Vector databases have previously been the backbone of enterprise-grade search and generative-AI projects. This was because of their ability to store data as high-dimensional embeddings, allowing systems to retrieve information by meaning rather than by exact keywords. When a language model needs to ground its answers in company knowledge (the RAG, pattern), it first looks up the most relevant vectors, speed and recall that dedicated clouds deliver at millisecond latency even at billions of records.

However, it’s important to flag that users find that standalone vector databases are not enough. Instead, customers prefer multi-modal databases. Organizations face scalability and cost challenges, and newer technologies–such as hybrid search, graph databases, and advanced indexing–offer compelling alternatives. As a result, enterprises now prefer a more diverse set of tools to meet evolving AI demands.

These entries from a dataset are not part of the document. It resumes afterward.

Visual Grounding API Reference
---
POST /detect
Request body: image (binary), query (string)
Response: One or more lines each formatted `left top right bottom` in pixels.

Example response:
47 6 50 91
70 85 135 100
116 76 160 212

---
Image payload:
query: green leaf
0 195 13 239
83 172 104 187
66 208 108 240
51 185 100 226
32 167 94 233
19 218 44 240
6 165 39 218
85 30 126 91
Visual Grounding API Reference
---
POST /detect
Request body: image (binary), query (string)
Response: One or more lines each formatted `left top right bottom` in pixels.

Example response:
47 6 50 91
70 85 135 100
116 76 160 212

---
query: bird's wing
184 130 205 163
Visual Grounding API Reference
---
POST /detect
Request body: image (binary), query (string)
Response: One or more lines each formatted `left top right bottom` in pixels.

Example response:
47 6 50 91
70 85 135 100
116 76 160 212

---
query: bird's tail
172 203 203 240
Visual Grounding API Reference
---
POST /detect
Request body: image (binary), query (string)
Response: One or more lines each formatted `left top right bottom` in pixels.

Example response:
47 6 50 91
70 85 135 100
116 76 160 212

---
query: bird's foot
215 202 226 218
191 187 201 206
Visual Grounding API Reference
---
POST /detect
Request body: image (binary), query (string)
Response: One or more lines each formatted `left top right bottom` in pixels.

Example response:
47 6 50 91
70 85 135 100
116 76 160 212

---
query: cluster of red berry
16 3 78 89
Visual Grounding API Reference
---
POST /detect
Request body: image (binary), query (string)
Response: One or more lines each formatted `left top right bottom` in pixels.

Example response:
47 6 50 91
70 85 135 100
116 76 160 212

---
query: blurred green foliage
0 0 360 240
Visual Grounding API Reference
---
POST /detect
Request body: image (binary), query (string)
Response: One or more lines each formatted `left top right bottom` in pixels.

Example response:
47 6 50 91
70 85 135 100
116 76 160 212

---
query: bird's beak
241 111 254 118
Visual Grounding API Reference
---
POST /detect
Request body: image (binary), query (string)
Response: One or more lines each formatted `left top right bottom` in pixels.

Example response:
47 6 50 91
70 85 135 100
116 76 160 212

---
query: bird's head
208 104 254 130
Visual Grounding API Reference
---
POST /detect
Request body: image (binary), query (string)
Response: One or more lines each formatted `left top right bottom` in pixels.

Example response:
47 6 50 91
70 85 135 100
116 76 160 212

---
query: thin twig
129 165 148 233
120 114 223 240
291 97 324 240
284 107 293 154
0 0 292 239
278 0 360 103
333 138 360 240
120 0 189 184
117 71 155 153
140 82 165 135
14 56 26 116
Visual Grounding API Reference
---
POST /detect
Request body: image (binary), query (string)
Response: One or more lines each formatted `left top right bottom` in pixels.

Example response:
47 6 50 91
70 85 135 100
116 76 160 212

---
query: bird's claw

We like Marqo, a vector search platform that integrates applications, websites and workflows. Managing the entire process from vector creation to storage and retrieval, Marqo facilitates the effortless integration of multimodal, multilingual search via a unified API. Qdrant builds an open-source vector database and similarity-search engine written in Rust. Designed for RAG and other AI workloads, it supports hybrid filtering, any text or multimodal embeddings, and scales to billions of vectors via gRPC/REST APIs. Zilliz builds the open-source Milvus vector-database engine and sells Zilliz Cloud, a fully managed, serverless version that runs on AWS, Azure and GCP.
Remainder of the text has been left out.